Mortgage rates have begun to rise from their record lows, with news Monday that several Canadian banks are increasing several fixed mortgage rates by up to 6/10ths of a percentage point.
The biggest jump is attached to the popular five-year fixed closed rate, which moves from 5.25 per cent to 5.85 per cent at Royal Bank, TD Canada Trust, and Laurentian Bank. That's the posted rate, which is routinely discounted by the big banks.
RBC's new discounted rate for the five-year term also rises 6/10ths of a percentage point to 4.59 per cent. TD's rises the same amount to 4.55 per cent. The discounted rate at Laurentian moves up to 4.54 per cent.

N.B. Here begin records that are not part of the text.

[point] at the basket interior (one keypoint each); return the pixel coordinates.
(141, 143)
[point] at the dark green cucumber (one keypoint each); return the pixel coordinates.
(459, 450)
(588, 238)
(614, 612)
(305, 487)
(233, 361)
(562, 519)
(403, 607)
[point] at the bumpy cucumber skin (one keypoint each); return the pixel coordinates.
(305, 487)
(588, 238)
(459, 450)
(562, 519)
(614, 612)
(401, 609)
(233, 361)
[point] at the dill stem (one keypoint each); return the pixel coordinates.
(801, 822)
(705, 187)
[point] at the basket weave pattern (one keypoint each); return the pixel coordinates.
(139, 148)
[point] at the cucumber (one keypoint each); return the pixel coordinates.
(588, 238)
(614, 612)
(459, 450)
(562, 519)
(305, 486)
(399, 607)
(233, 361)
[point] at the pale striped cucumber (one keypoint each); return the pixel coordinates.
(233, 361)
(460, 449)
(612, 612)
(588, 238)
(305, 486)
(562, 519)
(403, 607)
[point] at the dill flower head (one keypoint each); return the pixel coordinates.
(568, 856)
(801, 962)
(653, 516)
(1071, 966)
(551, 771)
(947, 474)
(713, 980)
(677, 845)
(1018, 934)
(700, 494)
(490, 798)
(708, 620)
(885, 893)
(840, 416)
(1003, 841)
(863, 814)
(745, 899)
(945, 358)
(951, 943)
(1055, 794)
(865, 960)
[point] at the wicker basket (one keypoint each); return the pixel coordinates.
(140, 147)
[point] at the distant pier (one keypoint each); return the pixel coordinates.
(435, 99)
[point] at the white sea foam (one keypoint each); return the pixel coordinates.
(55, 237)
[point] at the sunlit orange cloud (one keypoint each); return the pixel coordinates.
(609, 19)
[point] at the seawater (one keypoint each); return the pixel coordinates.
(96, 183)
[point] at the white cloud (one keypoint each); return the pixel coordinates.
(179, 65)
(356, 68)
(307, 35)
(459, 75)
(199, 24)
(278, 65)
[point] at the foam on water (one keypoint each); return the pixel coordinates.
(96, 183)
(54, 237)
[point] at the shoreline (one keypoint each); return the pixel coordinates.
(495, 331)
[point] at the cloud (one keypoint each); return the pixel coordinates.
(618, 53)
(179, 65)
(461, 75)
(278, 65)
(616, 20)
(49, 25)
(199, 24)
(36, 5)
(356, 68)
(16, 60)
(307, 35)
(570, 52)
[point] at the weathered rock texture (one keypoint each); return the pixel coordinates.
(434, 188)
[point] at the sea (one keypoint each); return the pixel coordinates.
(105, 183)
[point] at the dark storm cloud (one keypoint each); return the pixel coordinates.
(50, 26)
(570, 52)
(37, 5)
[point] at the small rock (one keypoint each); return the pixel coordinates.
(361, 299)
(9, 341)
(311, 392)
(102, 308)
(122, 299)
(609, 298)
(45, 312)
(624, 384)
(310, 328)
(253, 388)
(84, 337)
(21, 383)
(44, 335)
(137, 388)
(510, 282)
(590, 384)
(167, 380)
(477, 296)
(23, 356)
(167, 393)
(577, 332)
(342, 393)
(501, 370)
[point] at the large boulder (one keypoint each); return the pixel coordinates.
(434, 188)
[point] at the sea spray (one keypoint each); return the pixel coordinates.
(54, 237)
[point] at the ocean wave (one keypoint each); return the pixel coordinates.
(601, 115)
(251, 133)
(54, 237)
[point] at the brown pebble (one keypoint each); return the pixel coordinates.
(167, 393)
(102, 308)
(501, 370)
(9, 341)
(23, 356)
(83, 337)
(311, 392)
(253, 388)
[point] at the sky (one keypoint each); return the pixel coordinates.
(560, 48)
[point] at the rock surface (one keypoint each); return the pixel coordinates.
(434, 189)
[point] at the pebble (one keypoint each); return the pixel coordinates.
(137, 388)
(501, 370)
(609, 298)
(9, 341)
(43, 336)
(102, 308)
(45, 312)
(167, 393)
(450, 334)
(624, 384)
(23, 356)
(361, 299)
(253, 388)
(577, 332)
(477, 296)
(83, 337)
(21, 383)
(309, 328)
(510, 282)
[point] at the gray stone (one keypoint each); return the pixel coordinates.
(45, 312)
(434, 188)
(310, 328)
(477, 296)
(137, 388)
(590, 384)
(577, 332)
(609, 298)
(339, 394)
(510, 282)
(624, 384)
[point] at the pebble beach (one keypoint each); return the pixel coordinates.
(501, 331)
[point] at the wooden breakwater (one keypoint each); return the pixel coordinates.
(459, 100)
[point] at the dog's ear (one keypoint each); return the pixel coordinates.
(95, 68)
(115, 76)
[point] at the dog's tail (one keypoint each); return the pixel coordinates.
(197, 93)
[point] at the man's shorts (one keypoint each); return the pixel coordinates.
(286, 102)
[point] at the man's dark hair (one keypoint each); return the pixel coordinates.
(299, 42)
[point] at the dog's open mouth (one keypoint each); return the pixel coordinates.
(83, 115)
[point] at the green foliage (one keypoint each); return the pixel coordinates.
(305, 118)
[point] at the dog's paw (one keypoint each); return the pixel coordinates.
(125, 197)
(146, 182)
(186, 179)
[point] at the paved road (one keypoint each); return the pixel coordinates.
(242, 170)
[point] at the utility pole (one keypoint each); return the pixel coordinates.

How much difference will that make? A $200,000 mortgage amortized over 25 years costs $1,051 a month at a rate of 3.99 per cent. At 4.59 per cent, that jumps $66 a month to $1,117.
Mortgage rate increase: Is it time to lock in?
The banks also raised their three-year and four-year fixed closed rates. The posted three-year rate at Royal Bank and Laurentian climbs one-fifth of a percentage point to 4.35 per cent, while the posted rate at TD jumps 4/10ths of a point to 4.70 per cent.
The posted four-year rate at all three banks jumps 4/10ths of a percentage point to 5.34 per cent.
Other banks are expected to follow suit. The new rates, effective Tuesday, represent the first hike in Canadian mortgage rates since last October. The posted five-year rate is now back to where it was for much of last summer.
New mortgage rules that go into effect next month require borrowers to qualify at the five-year rate, rather than the old three-year standard, even if they are applying for a variable rate mortgage.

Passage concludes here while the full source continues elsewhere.